Fueled by strong overall market conditions that saw two all-time high breakouts from Bitcoin in Q4, Compound closed the quarter with quarter-ending highs in several key categories - namely outstanding loans and outstanding deposits.

Strictly looking at quarter-ending figures, outstanding loans and outstanding deposits saw modest growth at 7.5% and 1.0%, respectively. Net income grew over 19% as market conditions dramatically improved from Q3, which attracted new borrowing demand, driving increases in interest income (+11%) and liquidation income (+27%).

Plaguing the quarter-ending figures, however, are two key periods worth noting. On the quarterly close date of Q3, the COMP distribution bug caused roughly $3B worth of closed loans and withdrawn deposits. As a result, Q3 quarter-ending figures drastically underrepresent the state of usage of Compound at the time. Comparison of the underrepresented Q3 figures to quarter-ending Q4 figures masquerades modest declines in usage as modest growth.

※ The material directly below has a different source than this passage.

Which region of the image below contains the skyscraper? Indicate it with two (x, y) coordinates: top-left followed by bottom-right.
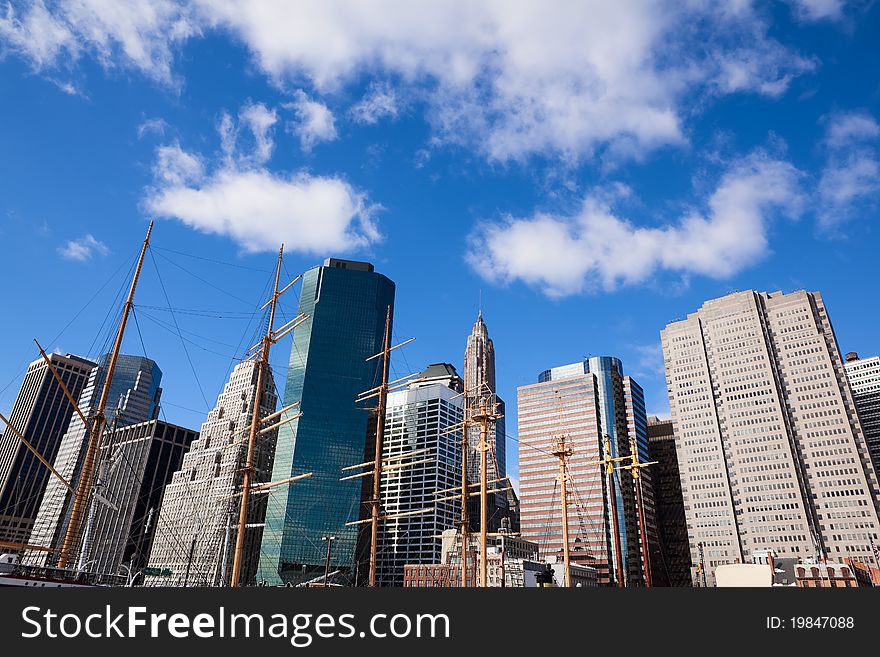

Upon resolution of the COMP distribution bug in mid-October, capital quickly reestablished prior levels of usage at approximately $18B of deposits and over $7B of outstanding loans. Capital levels remained at these levels until late November when broader crypto markets began to sell off causing leverage demand and collateral deposits to wane going into the last month of the quarter. As such, Q4 quarter-ending figures represent a state of a slow decline of usage as opposed to the modest growth reflected in the quarter-to-quarter figures.

Outstanding Loans, while up 7.5% on the quarter, are down 23% from the highs established in early December. Loans remain predominantly in stables (USDC and DAI) as borrowers overwhelmingly favor stable forms of debt over volatile debts. During the contraction in borrow demand across December, DAI exhibited less overall loan contraction (-23%) than the more favorable borrowed USDC (-30%). As a result, DAI surpassed USDC as the most heavily borrowed asset on Compound to end the quarter.